I visualized us shining our lights over the floor, resting them on some rat with its snout jammed into the band. We probably wouldn’t be able to spot it even then, the stone was so dull.

“Don’t worry, Lola, we’ll find it.”

This was the Vadis I loved. Emergency Vadis. Your one phone call from a Thai prison. Much as I appreciated her reassurances, I knew we would never find it. All of Clive’s acolytes and all of Clive’s investors could not put the ring and me back together again. Because I remembered now: I’d heard the tinkle of the thing going down the drain as I washed my hands. It was all that goddamn soap. Foiled by hygiene. In the moment, I assumed the sound was coming from farther down the trough, from one of Chantal’s bracelets banging against the faucet as she shared her thrill at seeing Hamlet, a play “translated from the Danish.” Shakespeare and Soren J?rgensen could have a grave-rolling contest.

“What do we do?” I asked Vadis, beside myself.

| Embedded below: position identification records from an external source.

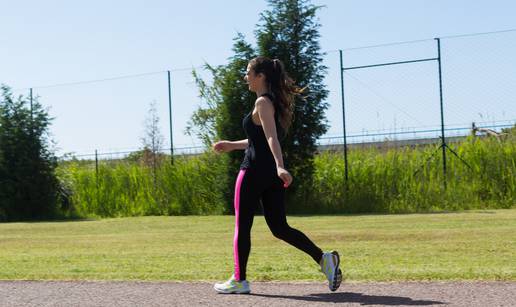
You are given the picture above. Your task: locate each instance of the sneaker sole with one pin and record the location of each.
(336, 280)
(232, 292)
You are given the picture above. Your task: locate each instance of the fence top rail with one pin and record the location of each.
(390, 63)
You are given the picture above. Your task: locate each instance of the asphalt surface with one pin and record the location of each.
(102, 293)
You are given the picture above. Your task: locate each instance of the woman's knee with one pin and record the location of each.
(281, 231)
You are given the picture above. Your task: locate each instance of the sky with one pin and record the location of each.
(57, 47)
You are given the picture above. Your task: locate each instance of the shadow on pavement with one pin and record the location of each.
(349, 297)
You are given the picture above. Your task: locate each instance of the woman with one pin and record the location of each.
(263, 175)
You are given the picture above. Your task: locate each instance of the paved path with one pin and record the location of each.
(86, 293)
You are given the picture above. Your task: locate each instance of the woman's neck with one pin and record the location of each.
(261, 91)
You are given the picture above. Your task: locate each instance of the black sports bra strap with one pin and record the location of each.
(268, 96)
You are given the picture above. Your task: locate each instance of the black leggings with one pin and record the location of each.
(251, 186)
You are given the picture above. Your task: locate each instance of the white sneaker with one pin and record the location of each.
(330, 267)
(233, 286)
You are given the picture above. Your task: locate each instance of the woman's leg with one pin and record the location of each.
(245, 203)
(273, 201)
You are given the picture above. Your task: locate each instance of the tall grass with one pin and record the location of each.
(412, 180)
(396, 180)
(190, 186)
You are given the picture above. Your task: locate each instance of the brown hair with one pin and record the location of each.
(281, 85)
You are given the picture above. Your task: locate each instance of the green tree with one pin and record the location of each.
(29, 188)
(226, 100)
(287, 31)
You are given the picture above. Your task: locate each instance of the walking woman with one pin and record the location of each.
(263, 176)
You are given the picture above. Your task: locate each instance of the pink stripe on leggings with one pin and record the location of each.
(237, 214)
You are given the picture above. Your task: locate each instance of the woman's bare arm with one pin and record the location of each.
(240, 145)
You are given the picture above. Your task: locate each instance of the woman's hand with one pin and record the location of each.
(284, 176)
(223, 146)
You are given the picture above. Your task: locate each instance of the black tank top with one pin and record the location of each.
(258, 154)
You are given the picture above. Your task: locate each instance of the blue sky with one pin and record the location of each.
(54, 42)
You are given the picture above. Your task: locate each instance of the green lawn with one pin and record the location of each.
(475, 245)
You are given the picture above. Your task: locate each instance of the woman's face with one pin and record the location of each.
(253, 80)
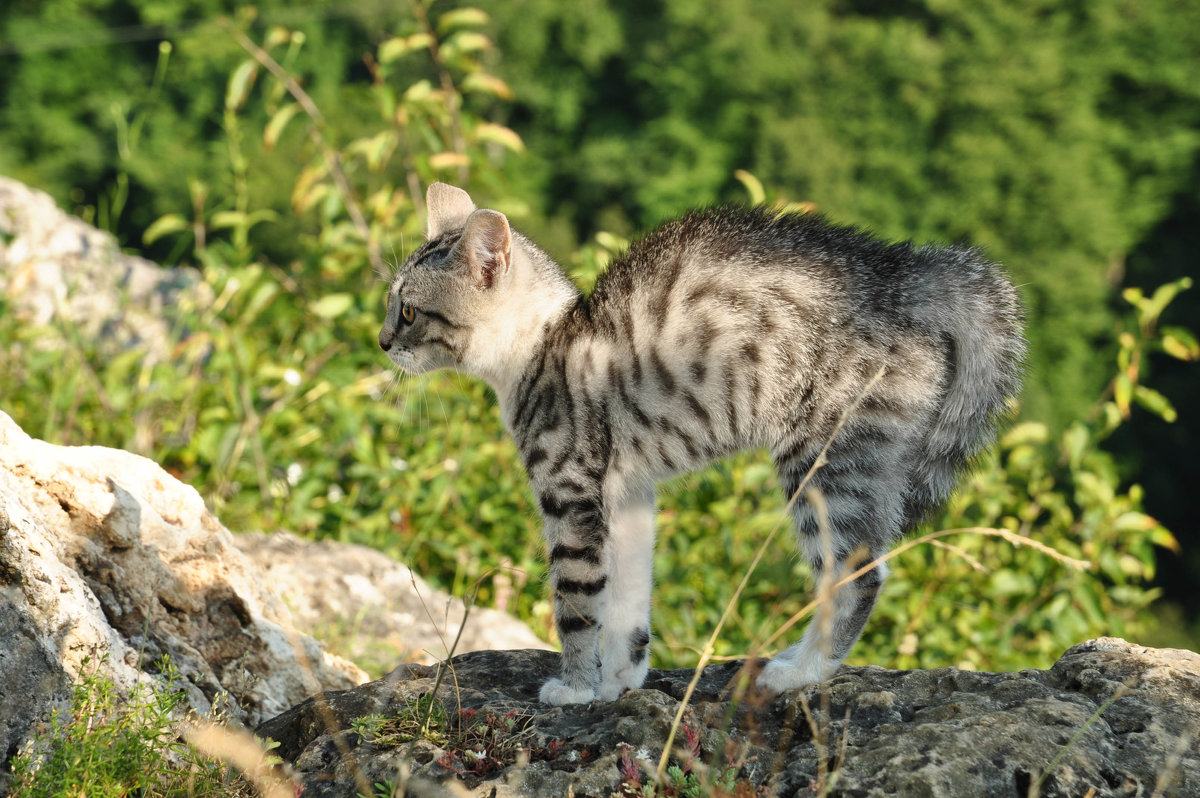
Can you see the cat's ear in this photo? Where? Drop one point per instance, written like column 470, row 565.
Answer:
column 447, row 208
column 486, row 247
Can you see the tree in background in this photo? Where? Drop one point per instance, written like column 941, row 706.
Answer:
column 1060, row 137
column 1054, row 135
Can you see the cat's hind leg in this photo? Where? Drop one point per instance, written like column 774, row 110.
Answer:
column 847, row 516
column 833, row 631
column 624, row 648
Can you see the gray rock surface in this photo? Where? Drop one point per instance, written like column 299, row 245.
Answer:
column 372, row 609
column 54, row 268
column 106, row 564
column 1108, row 719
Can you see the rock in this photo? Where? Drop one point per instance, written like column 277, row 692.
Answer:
column 108, row 563
column 1108, row 719
column 382, row 611
column 55, row 268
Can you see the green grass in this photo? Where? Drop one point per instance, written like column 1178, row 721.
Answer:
column 109, row 744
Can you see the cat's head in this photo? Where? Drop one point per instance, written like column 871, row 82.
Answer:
column 472, row 297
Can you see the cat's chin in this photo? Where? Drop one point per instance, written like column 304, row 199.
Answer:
column 406, row 361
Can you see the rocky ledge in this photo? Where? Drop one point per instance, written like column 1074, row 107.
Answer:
column 1108, row 719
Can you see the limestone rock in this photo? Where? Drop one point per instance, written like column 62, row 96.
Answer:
column 54, row 268
column 1108, row 719
column 382, row 611
column 107, row 562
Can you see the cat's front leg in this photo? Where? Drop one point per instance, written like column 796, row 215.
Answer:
column 577, row 539
column 625, row 655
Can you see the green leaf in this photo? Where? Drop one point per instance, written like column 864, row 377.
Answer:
column 1122, row 394
column 279, row 121
column 1181, row 343
column 484, row 83
column 240, row 82
column 401, row 46
column 462, row 18
column 333, row 305
column 467, row 42
column 163, row 226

“We call a twenty-four-hour plumber. We see if they can snake the pipes or whatever the reverse of that is. Suck the pipes? Blow the pipes? Maybe it got stuck like Baby Jessica.”

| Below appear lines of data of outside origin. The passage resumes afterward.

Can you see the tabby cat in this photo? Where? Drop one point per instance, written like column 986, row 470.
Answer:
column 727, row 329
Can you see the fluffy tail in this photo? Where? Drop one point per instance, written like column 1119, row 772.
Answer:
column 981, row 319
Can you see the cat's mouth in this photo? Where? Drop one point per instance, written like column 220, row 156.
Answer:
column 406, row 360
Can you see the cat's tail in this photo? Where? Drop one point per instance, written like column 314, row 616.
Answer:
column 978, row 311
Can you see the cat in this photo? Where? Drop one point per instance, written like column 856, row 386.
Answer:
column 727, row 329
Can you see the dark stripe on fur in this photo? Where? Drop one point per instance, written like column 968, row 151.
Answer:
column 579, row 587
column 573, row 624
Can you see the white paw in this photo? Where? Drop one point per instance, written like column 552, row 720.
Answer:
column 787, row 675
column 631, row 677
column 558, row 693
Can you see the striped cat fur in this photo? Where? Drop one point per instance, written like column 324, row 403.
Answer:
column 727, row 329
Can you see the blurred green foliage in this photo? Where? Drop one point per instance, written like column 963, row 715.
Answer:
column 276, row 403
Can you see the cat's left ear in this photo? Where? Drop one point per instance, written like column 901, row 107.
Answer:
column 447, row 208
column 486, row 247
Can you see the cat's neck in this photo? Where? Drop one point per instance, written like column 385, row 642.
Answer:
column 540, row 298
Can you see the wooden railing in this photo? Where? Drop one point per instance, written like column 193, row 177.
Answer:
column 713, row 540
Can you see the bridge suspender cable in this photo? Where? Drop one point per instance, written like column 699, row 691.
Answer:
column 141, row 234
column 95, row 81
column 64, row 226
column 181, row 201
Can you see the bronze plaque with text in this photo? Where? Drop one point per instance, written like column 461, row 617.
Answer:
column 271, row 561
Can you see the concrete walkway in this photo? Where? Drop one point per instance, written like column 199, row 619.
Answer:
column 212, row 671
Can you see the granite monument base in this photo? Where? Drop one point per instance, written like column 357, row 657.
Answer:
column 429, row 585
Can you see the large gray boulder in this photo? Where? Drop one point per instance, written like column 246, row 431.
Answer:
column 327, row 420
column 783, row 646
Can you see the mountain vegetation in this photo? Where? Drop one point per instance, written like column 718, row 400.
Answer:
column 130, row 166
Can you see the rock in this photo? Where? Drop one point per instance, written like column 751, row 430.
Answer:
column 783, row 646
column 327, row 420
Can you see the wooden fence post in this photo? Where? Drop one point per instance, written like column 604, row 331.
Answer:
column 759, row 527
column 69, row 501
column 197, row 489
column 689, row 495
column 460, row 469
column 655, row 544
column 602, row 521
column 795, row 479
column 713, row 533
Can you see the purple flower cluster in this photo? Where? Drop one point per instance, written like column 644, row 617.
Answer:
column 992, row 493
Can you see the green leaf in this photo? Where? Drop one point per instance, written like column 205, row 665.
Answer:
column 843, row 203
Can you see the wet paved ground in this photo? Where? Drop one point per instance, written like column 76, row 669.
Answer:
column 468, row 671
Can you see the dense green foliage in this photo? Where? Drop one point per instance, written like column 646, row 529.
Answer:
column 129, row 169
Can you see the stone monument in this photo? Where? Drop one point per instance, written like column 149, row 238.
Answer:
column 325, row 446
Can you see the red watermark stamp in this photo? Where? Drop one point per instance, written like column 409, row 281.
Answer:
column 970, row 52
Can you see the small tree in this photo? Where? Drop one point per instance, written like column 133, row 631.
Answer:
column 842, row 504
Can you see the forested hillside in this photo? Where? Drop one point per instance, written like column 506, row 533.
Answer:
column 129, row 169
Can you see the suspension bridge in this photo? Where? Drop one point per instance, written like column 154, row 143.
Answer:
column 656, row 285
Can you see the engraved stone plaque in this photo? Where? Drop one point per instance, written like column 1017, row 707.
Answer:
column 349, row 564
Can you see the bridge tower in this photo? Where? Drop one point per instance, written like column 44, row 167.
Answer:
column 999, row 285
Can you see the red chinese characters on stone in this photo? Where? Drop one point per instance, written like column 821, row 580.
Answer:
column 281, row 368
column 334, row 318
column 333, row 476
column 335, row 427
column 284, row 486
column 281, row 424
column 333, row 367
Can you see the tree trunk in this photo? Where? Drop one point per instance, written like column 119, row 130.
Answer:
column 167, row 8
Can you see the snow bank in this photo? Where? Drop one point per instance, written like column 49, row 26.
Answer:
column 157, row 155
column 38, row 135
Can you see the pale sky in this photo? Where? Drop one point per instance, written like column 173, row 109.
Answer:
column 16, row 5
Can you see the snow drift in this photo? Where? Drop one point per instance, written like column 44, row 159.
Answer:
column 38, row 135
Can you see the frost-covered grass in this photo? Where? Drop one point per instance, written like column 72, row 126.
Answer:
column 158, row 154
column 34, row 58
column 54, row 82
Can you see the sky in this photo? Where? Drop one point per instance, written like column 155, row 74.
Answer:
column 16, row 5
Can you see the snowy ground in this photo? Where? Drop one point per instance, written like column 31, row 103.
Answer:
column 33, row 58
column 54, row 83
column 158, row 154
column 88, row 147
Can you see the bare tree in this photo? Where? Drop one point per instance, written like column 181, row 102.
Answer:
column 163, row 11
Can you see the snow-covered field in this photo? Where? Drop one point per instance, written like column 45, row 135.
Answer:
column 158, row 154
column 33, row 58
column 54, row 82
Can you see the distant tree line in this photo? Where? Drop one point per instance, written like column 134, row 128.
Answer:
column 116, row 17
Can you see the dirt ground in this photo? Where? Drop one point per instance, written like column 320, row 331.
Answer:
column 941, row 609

“A ring is smaller than a baby,” I said, a revelation.

“Here, I’ll look one up. See? Here’s one with ‘lightning fast’ response time. What’s quicker than lightning?”

“Light.”

“Lola, on the off chance we don’t find it, it was an accident. He’ll forgive you. I mean, I forgive you already! And sorry but … must I be the one to say what we’re all thinking?”

“What are we all thinking?”

“It wasn’t hideous hideous, but…”

“He’s not going to mind. That’s the problem. He won’t mind and it will be easy to say it fell down a sink. The sink at a restaurant, our own sink, it really won’t matter. It’s insured and he’ll never know how strange it is that it fell off now, and he won’t know that I’m bad and he’s good and I’m a liar and he’s not and he’s healthy in the head and I’m sick in the head. And it wasn’t hideous.”

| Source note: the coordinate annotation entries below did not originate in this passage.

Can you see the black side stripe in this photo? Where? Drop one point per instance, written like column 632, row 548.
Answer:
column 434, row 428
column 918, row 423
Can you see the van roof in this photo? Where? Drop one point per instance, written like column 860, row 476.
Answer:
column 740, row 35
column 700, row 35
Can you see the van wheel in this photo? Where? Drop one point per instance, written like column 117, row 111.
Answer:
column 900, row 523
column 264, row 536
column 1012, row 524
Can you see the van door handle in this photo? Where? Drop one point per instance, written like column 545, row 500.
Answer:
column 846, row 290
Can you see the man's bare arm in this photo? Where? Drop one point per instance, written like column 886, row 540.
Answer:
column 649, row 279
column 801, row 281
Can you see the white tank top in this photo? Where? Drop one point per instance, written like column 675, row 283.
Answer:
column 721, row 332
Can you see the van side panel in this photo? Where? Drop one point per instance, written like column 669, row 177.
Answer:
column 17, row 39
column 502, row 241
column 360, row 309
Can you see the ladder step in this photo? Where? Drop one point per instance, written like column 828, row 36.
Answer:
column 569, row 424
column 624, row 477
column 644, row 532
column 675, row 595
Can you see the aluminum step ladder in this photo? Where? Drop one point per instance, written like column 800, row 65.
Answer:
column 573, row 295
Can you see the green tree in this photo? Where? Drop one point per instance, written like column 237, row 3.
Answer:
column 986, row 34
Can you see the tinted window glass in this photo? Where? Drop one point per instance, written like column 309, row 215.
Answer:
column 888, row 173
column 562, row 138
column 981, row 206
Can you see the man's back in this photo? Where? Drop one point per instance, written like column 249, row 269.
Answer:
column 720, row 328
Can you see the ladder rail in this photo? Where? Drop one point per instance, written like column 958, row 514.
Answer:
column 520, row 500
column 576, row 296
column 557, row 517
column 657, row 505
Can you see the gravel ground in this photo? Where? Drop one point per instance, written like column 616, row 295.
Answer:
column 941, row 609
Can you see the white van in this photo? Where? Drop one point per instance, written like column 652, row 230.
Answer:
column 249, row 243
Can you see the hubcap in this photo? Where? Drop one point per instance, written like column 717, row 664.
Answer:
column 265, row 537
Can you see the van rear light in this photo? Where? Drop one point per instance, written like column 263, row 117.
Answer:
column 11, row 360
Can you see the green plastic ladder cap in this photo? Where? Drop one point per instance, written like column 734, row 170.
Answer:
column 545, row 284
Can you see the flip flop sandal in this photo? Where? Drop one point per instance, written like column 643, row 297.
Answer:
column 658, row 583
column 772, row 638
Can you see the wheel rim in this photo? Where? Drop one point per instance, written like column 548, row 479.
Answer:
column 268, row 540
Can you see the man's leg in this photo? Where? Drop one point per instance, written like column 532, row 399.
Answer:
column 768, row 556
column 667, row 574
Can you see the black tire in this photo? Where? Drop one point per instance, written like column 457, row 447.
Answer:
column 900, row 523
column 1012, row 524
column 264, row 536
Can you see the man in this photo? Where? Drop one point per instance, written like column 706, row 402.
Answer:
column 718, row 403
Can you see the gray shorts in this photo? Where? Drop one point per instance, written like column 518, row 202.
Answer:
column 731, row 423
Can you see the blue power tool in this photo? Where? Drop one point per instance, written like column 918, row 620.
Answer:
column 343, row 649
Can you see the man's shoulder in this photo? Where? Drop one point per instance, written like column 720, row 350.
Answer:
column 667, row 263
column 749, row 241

“Isn’t hideous. It’s not gone yet.”

I leaned against the doors and started to cry. This object that had felt so peculiar on my body for so long seemed, without question, like the most beautiful of its kind.

13

I held my arm above my head in the ceaseless glow of our bedroom, moving my bare hand through the morning air as if through water. I couldn’t sleep. I felt numb. A 24-hour plumber did, indeed, arrive at the scene. Not at lightning speed, but within two cigarettes and a whiskey soda from the bar down the street. But our hopes of him unscrewing the pipes were quickly dashed. The building was too old, the pipes too embedded. There was no way to address the problem in isolation; he’d have to rip out half the wall. As Vadis and I escorted him out, tipping him for this late-night evaluation, my legs drifted beneath me. I offered him a coffee. He looked at his watch, then again at me.

In the moment, I was devastated by the loss of the ring. I felt its closeness, like it could so easily not have happened. This was what I kept repeating to Vadis, a broken incantation, a spell that wouldn’t cast. But during the long walk home, I accepted the course of events, converting them to memory. The ring had fallen into a time and place marked by surrealness, a time and place that I had difficulty delineating as “the present,” so that now the loss of the ring felt as if it had happened to someone else.